Roger Federer, Rafael Nadal, Novak Djokovic e Andy Murray – um grupo dos três maiores tenistas masculinos de todos os tempos e os quatro competidores que definem a geração – estavam juntos para a coletiva de imprensa da Laver Cup na quinta-feira, quando todos convergiram pela última vez como profissionais.

Enquanto relembravam suas partidas antigas e riam de memórias compartilhadas, gloriosas ou devastadoras, dependendo da perspectiva, Federer interveio: “Sentado aqui, é bom que eu vá primeiro dos caras”, disse ele, sorrindo. “Apenas parece certo.”

De muitas maneiras, este capítulo final da carreira de Federer é sombrio. Apesar de sua reputação de evitar lesões graves ao longo de sua carreira, seus últimos anos foram devastados por problemas físicos. Ao contrário da recente partida intensa e competitiva de Serena Williams, Federer não pode confiar em seu joelho para durar mais de uma partida curta de duplas. Em sua luta final ao lado de Nadal, seu companheiro de equipe da Europa, ele entrará na O2 Arena contra Frances Tiafoe e Jack Sock, do Team World, na noite de sexta-feira, simplesmente esperando competir em um nível respeitável.

Mas as circunstâncias são adequadas. Ele será derrotado por três dos adversários mais difíceis de sua vida, jogadores que com ele definiram a última década e meia do tênis, impulsionando-o de muitas maneiras. Juntos, eles ganharam 66 títulos de Grand Slam, se enfrentaram 234 vezes e passaram 933 semanas como número 1. Por mais de uma década, eles lotaram as etapas finais de cada grande evento e impediram quase todos os outros de terem sucesso.

“Amanhã vai ser especial”, disse Nadal. “Acho muito difícil, difícil. Vai ser difícil lidar com tudo, principalmente para o Roger, sem dúvida. Para mim também. No final, um dos jogadores mais importantes, se não o jogador mais importante da minha carreira no tênis, está saindo, não?”

Federer chegou primeiro e aos 41 anos vai sair nessa ordem. Cinco anos mais velho que Nadal, 36, ele colocou a fasquia no céu, conquistando seu primeiro título de Grand Slam em 2003, decretando seu domínio e forçando todos os outros a alcançá-los. Nadal seguiu, uma supernova adolescente que primeiro se estabeleceu no saibro e depois gradualmente alcançou outros lugares.

Assim como eles construíram uma rivalidade em duas partes, seus jogos e personalidades fortemente contrastantes, Djokovic, agora com 35 anos, esmagou a barreira aparentemente impenetrável que eles construíram e se marcou como igual. Enquanto Murray, de 35 anos, não se compara aos três grandes, por anos ele foi o único outro jogador que os enfrentou consistentemente nos maiores eventos.

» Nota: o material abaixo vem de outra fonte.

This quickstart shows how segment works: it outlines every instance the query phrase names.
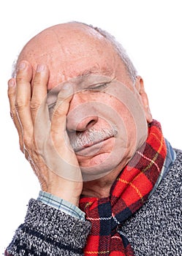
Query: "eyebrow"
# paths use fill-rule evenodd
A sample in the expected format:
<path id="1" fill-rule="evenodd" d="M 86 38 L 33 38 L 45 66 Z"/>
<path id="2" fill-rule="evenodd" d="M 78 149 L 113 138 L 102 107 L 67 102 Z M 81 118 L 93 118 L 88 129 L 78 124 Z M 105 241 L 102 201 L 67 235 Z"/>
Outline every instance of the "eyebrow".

Com o tempo, eles empurraram um ao outro, forçando os outros a levar seus jogos a alturas maiores. Eles disputaram algumas das melhores partidas já vistas e constantemente quebraram o coração um do outro.

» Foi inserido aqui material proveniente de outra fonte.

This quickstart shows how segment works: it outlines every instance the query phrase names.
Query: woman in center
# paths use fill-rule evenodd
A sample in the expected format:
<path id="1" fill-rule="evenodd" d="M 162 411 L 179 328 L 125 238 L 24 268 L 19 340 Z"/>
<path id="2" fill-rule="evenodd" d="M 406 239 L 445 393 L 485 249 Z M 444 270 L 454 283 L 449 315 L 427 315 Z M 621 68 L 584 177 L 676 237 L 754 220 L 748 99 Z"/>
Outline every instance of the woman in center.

Ao lado do claro respeito, naturalmente houve muitos momentos de tensão.

Agora, eles vão jogar os momentos finais da carreira de Federer do mesmo lado na quadra. “Faremos o nosso melhor para contribuir com a equipe e um bom desempenho, mas ao mesmo tempo nos maravilhamos e celebramos sua carreira, porque ele merece muito”, disse Djokovic.